「今日は営業は無理そうね」
ショウコさんはそう言って、店の入り口に「臨時休業」という紙を貼りに行ってしまった。ハクちゃんが、マイコ先生の方を見る。
「マイコ先生、ママがここにいるって知ってたんですか?」
「……まあね。ハクちゃんのお母さん、元モデルでしょ? 業界の知り合いに片っ端から声かけて見たのよ。消息知ってる人がいないかって」
すみません、わざわざ、とハクちゃんがマイコ先生に頭を下げている。いやでも本当、よく見つかったわよね。

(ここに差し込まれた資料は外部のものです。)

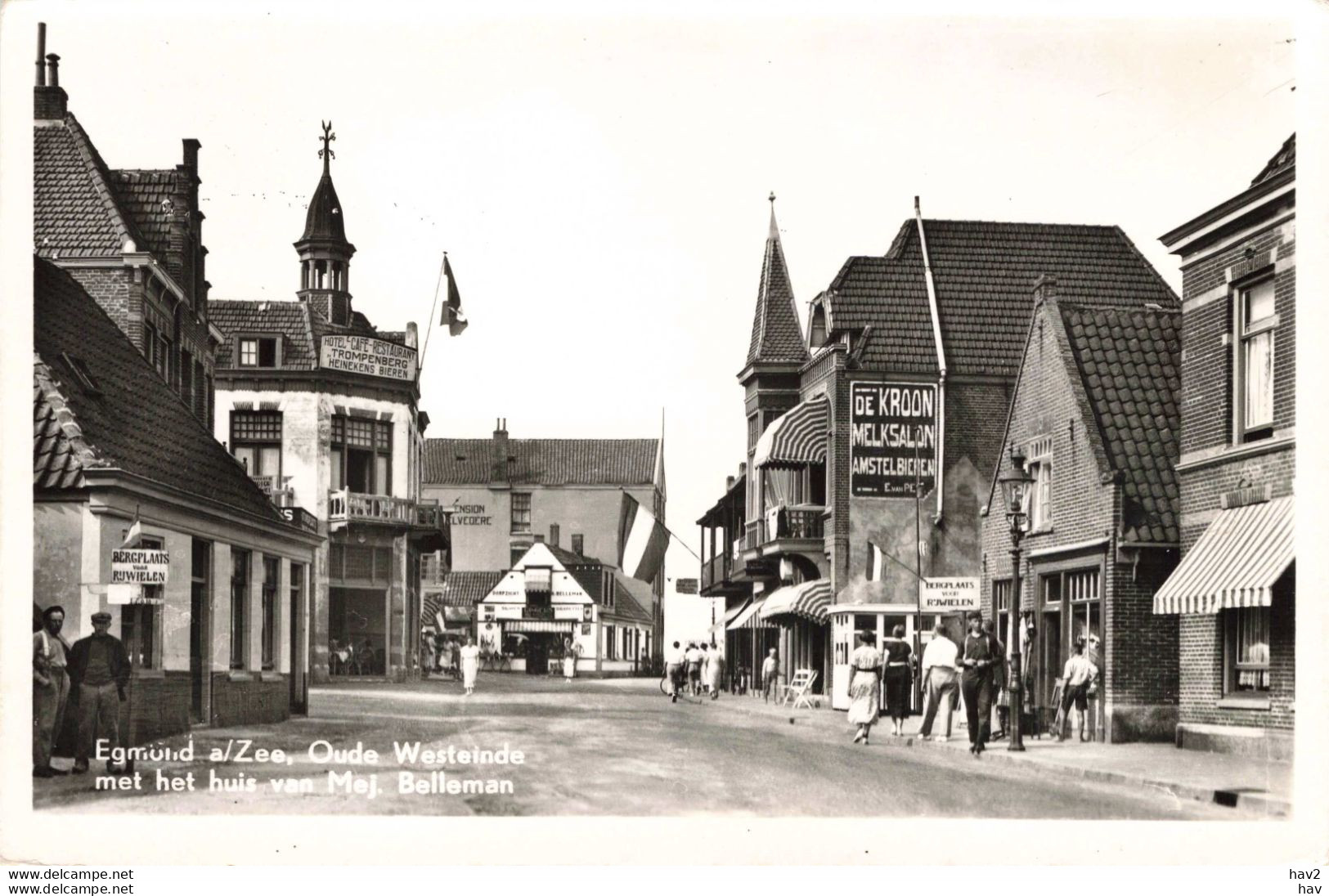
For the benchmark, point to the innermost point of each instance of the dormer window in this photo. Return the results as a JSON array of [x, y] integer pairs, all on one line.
[[258, 352]]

ヒールの音を立てて、ショウコさんが戻ってきた。そして、またカウンターの中に入る。何か飲むかと訊かれたので、適当に注文した。ショウコさんは自分も飲むつもりらしく、カウンターに置かれたグラスは四つだった。
とりあえず出されたお酒を飲み――結構美味しい――おつまみをつまんでみたりもする。でも、誰も口を開かなかった。えーい、じれったい。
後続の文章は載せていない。